To calculate what the bonding properties of a molecule are in a particular excited state we can run any population analysis following the root of interest. This straightforward procedure takes two consecutive calculations since you don’t necessarily know before hand which excited state is the one of interest.

The regular Time Dependent Density Functional Theory (TD-DFT) calculation input with Gaussian 16 looks as follows (G09 works pretty much the same), let us assume we’ve already optimized the geometry of a given molecule:

%OldChk=filename.chk %nprocshared=16 %chk=filename_ES.chk #p TD(NStates=10,singlets) wb97xd/cc-pvtz geom=check guess=read Title Card Required 0 1 --blank line--

This input file retrieves the geometry and wavefunction from a previous calculation from filename.chk and doesn’t write anything new into it (that is what `%OldChk=filename.chk` means) and creates a new checkpoint where the excited states are calculated (`%chk=filename_ES.chk`)

In the output you search for the transition which peeks your interest; most often than not you’ll be interested in the one with the highest oscillator strength, *f*. The oscillator strength is a dimensionless number that represents the ratio of the observed, integrated, absorption coefficient to that calculated for a single electron in a three-dimensional harmonic potential [Harris & Bertolucci, Symmetry and Spectroscopy]; in other words, it is related to the probability of that transition to occur, and therefore it takes values from 0.0 to 1.0 (for single photon absorption processes.)

The output of this calculation looks as follows, the value of f for every excitation is reported together with its energy and the orbital transitions which comprise it.
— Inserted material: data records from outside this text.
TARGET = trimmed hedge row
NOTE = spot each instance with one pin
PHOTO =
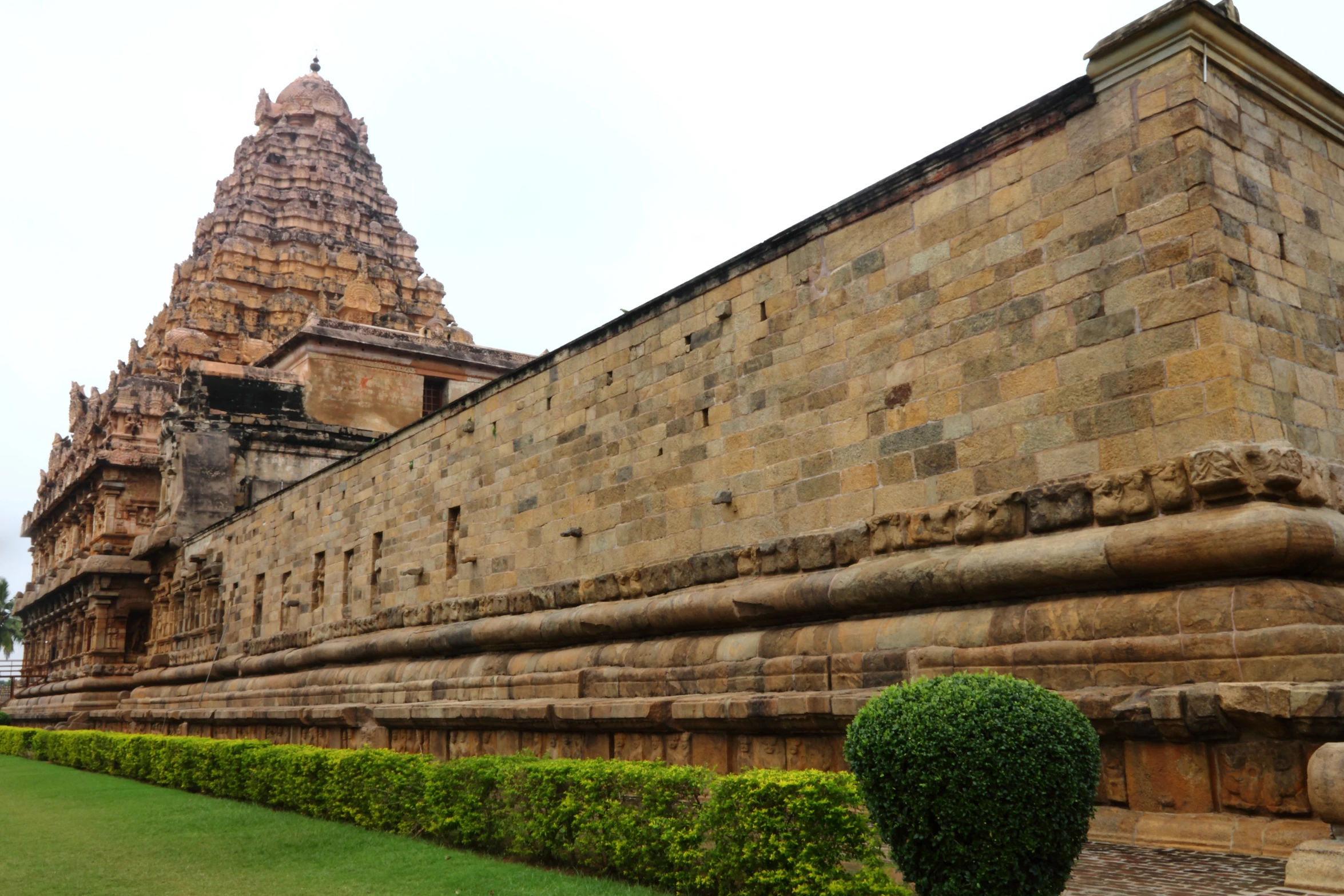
(678, 828)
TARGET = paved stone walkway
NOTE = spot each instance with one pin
(1132, 871)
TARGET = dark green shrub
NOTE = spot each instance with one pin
(981, 783)
(788, 832)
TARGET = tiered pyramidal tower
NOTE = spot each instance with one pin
(303, 226)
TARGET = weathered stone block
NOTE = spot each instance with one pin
(1058, 507)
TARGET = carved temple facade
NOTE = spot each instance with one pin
(299, 332)
(1061, 401)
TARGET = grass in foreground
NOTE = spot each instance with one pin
(73, 832)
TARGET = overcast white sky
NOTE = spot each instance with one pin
(555, 162)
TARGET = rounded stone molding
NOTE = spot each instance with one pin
(1326, 782)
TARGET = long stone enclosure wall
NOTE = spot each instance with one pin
(1077, 302)
(1059, 402)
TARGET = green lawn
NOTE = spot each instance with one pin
(73, 832)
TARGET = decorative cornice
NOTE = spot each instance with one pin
(1199, 26)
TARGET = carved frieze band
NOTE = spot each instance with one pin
(1211, 476)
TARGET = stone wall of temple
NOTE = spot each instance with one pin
(1061, 401)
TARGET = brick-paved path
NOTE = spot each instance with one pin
(1131, 871)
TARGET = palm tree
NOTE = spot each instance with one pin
(11, 631)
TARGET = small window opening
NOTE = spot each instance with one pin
(375, 560)
(319, 586)
(259, 594)
(451, 559)
(433, 397)
(347, 564)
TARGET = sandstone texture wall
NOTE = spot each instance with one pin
(1061, 401)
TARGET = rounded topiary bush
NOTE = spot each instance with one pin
(981, 783)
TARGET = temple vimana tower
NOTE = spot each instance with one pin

Excitation energies and oscillator strengths: Excited State 1: Singlet-A 3.1085 eV 398.86 nm f=0.0043 <S**2>=0.000 56 -> 59 -0.11230 58 -> 59 0.69339 This state for optimization and/or second-order correction. Total Energy, E(TD-HF/TD-DFT) = -1187.56377917 Copying the excited state density for this state as the 1-particle RhoCI density. Excited State 2: Singlet-A 4.0827 eV 303.68 nm f=0.0016 <S**2>=0.000 52 -> 59 0.46689 52 -> 64 -0.20488 53 -> 59 0.19693 54 -> 59 0.40414 54 -> 64 -0.16261 ... ... Excited State 8: Singlet-A 5.2345 eV 236.86 nm f=0.8063 <S**2>=0.000 52 -> 60 0.17162 53 -> 59 0.47226 53 -> 60 -0.11771 54 -> 59 -0.27658 54 -> 60 -0.22006 55 -> 59 0.20496 56 -> 59 0.15029

Now we’ve selected excited state #8 because it has the largest value of f from the lot, we use the following input to read in the geometry from the old checkpoint file and we generate a new one in case we need it for something else. The input file for doing all this looks as follows (I’ve selected as usual the Natural Bond Orbital population analysis):

%oldchk=a_ES.chk %nprocshared=16 %chk=a_nbo.chk #p TD(Read,Root=8) wb97xd/cc-pvtz geom=check density=current guess=read pop=NBORead Title Card Required 0 1 $NBO BOAO BNDIDX E2PERT $END --blank line--

The flags at the bottom request the calculation of Wiberg Bond Indexes (BNDIDX) as well as Bond Order in the Atomic Orbital basis (BOAO) and a second order perturbation theory for the electronic delocalization (E2PERT). Now we can compare the population analysis between ground and the 8th excited state; check figure 1 and notice the differences in Wiberg’s bond order for this complex made of two molecules and one Na+ cation.

In this example we can observe that in the ground state we have a neutral and a negative molecule together with a Na+ cation, but when we analyze the population in the 8th excited state both molecules acquire a similar charge, ca. **0.46 e**, which means that some of the electron density has been transferred from the negative one to the neutral molecule, forming an

*Electron Donor-Acceptor*complex (EDA) in the excited state.

This procedure can be extended to any other kind of population analysis and their derived combination, e.g. one could calculate their condensed fukui functions in the Nth excited state; but beware! These calculations yield vertical excitations, should the excited state of interest have a minimum we can first optimize the ES geometry and then perform the population analysis on said geometry; just add the opt keyword to perform both jobs in one go, but bear in mind that the NBO population analysis is performed before and after the optimization process so look for the tables and values closer to the end of the output file.

In the case of open shell systems the procedure is the same but one should be extremely careful in searching for the total population analysis since the output file contains this table for the alpha and beta populations separately as well as the added values for the total number of electrons.